The Chairperson concluded that he was looking forward to a broader discussion of State patients. There were problems related to the identification of mental illness. He related an incident where a man went to visit his mother at Chris Hani Baragwanath Hospital, Johannesburg. The man arrived near the end of visiting hours, but, because the hospital was so large, he arrived at her ward only at the end of visiting hours, and he was refused admission. He wanted to push his way past a security guard, who tried to restrain him. A doctor, who did not speak the man’s language, thought that the man was acting that way because he was mentally disturbed, and had him admitted to the psychiatric section. The man remained there for two weeks in a sedated condition before the situation was cleared up.

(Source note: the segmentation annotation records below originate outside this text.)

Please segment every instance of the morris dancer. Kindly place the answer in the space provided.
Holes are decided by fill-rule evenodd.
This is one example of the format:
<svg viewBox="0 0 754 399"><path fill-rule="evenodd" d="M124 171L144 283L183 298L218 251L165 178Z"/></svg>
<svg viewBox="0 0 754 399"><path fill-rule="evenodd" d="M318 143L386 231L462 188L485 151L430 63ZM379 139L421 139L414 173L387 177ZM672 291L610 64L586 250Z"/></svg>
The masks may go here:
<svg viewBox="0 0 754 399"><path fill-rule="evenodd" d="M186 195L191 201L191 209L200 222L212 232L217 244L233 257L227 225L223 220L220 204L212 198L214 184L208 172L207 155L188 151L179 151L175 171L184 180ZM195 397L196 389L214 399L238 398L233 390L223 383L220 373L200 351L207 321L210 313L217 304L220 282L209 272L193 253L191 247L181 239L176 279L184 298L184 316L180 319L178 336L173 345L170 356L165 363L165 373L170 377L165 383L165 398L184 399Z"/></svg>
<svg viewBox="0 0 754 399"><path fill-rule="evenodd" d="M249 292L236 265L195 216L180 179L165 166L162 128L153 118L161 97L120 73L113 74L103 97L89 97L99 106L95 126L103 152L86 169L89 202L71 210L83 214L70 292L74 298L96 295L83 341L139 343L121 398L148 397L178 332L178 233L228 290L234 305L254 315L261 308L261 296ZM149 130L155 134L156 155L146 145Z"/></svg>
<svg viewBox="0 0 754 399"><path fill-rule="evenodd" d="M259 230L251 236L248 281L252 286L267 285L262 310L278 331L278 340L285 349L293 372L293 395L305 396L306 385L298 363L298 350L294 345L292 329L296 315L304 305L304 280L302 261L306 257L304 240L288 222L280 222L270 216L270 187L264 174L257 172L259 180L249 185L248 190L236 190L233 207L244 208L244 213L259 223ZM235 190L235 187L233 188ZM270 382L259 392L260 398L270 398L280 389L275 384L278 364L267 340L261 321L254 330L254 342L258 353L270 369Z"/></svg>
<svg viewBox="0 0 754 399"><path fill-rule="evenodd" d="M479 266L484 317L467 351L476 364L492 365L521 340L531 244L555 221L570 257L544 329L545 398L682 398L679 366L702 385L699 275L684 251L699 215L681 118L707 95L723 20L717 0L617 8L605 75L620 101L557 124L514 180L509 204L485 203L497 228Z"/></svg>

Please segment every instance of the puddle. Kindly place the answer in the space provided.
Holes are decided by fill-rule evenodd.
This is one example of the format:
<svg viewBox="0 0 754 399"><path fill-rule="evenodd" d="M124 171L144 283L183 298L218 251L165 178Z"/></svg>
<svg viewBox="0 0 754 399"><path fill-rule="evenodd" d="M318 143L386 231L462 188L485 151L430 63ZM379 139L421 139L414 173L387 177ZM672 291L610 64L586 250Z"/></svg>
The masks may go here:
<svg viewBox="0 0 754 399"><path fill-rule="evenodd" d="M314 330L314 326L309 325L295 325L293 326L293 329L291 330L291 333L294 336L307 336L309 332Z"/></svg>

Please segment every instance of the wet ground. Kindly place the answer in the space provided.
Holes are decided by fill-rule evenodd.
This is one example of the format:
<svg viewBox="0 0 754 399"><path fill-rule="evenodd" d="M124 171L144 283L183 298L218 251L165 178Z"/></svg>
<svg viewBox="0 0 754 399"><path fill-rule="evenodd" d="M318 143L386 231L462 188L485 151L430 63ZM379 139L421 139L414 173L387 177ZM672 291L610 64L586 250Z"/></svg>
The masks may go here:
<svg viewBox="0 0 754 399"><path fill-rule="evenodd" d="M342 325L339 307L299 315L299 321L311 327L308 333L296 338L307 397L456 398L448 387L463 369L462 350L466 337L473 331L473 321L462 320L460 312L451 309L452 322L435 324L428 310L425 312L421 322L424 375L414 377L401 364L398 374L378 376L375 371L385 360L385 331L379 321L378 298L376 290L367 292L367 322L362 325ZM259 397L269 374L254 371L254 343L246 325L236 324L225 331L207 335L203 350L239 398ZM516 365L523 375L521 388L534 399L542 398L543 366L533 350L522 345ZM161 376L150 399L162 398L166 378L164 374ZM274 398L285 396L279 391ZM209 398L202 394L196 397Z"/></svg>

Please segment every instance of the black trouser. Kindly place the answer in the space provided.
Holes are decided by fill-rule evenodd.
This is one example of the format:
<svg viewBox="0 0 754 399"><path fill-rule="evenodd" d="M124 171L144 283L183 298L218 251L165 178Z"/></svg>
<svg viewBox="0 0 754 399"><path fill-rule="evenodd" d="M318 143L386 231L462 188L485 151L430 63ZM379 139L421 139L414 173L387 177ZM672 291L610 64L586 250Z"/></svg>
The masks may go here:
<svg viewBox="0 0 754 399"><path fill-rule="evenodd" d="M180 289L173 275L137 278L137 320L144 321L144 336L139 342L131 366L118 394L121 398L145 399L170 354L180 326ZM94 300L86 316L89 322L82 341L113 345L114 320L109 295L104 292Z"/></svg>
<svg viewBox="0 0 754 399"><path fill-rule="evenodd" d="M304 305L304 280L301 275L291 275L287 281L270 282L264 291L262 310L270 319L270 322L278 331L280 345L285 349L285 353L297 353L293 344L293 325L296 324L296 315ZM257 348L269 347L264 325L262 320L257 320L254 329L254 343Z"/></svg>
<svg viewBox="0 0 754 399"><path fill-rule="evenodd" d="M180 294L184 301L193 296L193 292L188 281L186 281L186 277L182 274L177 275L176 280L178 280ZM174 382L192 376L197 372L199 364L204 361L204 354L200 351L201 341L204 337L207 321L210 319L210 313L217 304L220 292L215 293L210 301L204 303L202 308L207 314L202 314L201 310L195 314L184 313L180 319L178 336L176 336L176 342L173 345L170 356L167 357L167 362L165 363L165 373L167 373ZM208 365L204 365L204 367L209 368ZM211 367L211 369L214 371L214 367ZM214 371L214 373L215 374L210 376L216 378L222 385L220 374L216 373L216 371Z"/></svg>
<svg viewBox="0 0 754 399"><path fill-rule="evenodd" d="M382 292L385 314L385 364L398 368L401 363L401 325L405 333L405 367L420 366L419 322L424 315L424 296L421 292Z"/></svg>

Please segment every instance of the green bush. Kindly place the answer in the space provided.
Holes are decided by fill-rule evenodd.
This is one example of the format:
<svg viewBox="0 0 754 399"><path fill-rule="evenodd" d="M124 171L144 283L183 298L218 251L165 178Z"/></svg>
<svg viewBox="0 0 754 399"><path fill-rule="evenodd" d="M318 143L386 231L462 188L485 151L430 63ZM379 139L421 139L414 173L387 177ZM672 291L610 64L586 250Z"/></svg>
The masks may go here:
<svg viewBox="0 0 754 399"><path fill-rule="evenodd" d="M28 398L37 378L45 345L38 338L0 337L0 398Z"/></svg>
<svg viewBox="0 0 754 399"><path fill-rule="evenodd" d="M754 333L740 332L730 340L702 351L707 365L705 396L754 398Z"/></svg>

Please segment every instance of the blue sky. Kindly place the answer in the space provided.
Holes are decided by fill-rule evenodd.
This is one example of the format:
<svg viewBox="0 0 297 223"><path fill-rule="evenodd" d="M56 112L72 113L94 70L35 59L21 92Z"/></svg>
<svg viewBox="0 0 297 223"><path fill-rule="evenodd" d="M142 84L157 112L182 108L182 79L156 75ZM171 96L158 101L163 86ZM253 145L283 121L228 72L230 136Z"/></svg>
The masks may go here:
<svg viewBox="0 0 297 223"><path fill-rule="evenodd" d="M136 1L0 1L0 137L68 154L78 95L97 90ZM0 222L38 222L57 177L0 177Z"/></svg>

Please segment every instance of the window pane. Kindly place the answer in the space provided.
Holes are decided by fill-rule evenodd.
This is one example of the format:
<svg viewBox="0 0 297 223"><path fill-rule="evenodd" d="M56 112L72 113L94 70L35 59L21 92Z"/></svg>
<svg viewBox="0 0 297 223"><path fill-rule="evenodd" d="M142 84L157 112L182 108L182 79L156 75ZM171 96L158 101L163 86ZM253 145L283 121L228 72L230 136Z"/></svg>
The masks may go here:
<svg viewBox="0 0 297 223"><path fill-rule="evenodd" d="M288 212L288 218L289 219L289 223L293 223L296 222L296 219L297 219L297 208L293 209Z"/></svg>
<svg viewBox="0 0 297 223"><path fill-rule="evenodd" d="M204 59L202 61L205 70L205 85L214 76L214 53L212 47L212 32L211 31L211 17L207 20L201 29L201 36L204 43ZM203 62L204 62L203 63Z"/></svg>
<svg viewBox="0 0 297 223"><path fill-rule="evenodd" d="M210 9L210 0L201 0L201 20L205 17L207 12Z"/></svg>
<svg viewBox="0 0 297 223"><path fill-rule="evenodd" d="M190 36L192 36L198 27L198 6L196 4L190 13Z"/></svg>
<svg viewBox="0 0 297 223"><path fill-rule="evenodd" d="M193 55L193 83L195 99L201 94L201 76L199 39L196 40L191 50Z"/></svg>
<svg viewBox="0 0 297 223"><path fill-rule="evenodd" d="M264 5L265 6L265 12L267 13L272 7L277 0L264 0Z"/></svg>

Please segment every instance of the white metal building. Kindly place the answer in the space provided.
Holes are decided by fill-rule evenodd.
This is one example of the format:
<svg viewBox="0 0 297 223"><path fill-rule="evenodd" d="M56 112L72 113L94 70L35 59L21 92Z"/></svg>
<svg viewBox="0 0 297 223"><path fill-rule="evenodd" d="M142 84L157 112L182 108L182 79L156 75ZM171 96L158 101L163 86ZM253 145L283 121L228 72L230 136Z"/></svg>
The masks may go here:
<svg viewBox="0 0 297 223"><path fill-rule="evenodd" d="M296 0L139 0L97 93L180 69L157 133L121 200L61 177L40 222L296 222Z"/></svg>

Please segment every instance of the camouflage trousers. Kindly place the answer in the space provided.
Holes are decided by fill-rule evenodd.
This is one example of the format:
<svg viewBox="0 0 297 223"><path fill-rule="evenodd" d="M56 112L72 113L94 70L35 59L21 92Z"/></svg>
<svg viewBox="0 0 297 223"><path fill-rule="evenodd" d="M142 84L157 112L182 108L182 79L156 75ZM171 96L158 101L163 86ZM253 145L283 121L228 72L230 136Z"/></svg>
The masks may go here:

National Health Amendment Bill [B24D-2011]: Department of Health briefing
Dr Carol Marshall, DoH Cluster Manager: Office of. Standards Compliance, noted that the Bill had been adopted by the Portfolio Committee on Health in August 2012. The Bill was then referred to the Select Committee on Social Services of the National Council of Provinces (NCOP). The NCOP had held a number of briefings of the Provincial Legislatures and public hearings in the provinces. The DoH had provided the NCOP with technical support during these briefings and the public hearings. The negotiating mandates were finalised and the NCOP had then adopted the Bill (with amendments) in December 2012.


Amendments agreed to by the Select Committee mostly concerned Clause 5, in which:

Subsection 2 of Section 79A was amended to make the Board the Accounting Authority of the Office. It had now become Subsection 3.

Subsection 5 of Section 79H was amended to ensure that the Board in consultation with the Minister may designate another employee to act in the position of the CEO in the event of the CEO being unable to fulfil functions.

The additional Subsection 4 of Section 79I compelled the CEO to take action to ensure the implementation of findings and recommendations of the Ombud, while the additional Subsection 5 allowed the CEO to seek intervention of the Minister, MEC, or member of the Municipal Council responsible for health.

Subsection 3 of Section 81 was amended by the insertion of paragraph (d), which made the Ombud report and account to the Minister.

Subsection 5 was inserted into Section 83 to allow only the health officers registered as environmental health practitioners to carry out the functions of that Section.

In Clause 6, Subsection 1A (original Subsection 3 of Section 79) was inserted into Section 90 to empower the Minister to prescribe different norms and standards after consultation with the relevant regulatory authorities.

(See presentation document for full details.)

Members were not called on to discuss the Bill. The Chairperson concluded that the Bill could not yet be adopted. Advice from the House Chairperson had to be awaited.

The Chairperson adjourned the meeting.